A leading historian has claimed that the Cornish pasty was actually not founded in Cornwall.
Peter Brears has said that traditional Cornish pasties were in fact developed by urban middle classes in London – not the West Country.
He wrote in an article in food studies journal Petits Propos Culinaires, that pasties in Cornwall in the 19th century were also mostly vegetarian, and the term ‘Cornish Pasty’ was coined by London cookery teachers.
According to the Western Morning News, he wrote: “Always containing red meat, its use was spread throughout the entire country by London-trained cookery teachers who invented the term ‘Cornish pasty’.
“They did not originate in Cornwall and although they drew their inspiration from those enjoyed by tourists to the county, were quite different from the true pasties of Cornwall in a number of ways.
“Firstly, they selected only meat, potatoes, onions etc as their filling, rejecting all other traditional ingredients and secondly, but most importantly, they were tiny, only a couple of inches across.
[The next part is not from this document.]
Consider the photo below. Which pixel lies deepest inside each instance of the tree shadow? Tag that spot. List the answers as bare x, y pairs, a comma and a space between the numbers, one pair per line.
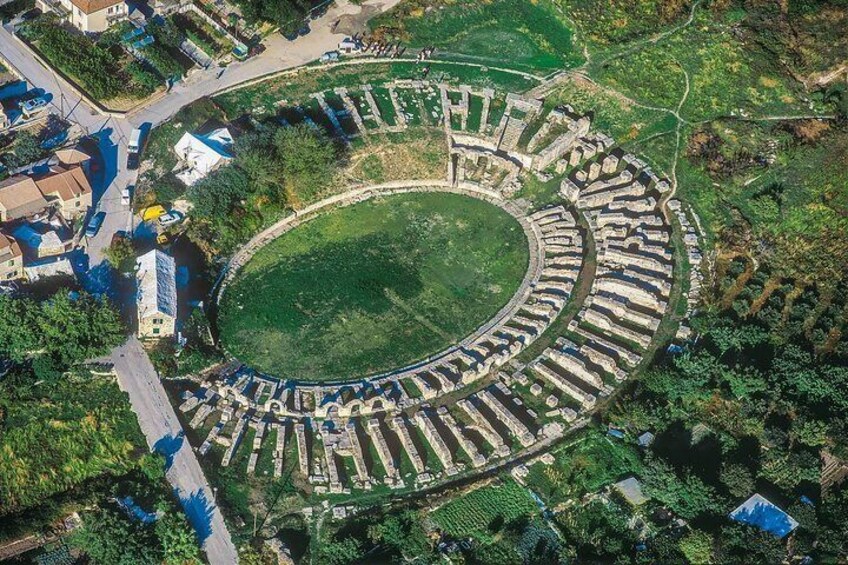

These were not intended to feed a miner or an agricultural labourer but to make an economical savoury nibble for polite middle-class Victorians.”
Brears added that the granting of Protection of Geographical Indication under EU law in 2011, which means only pasties made in Cornwall can be called ‘Cornish pasties’, has “totally bemused” most Brits.
He continued: “A product made throughout the country for at least a century and which they, like me, had purchased under that name everywhere between Dover and Berwick-upon-Tweed could no longer be sold under that name.”
A spokesperson from Cornish Pasty Association repsonded: "The application for protection of the name Cornish Pasty does not make any claim about the origin of the pasty, it is of much greater relevance that the genuine recipe now protected by the EU is a distinctive product that has strong and verified cultural associations with Cornwall going back hundreds of years."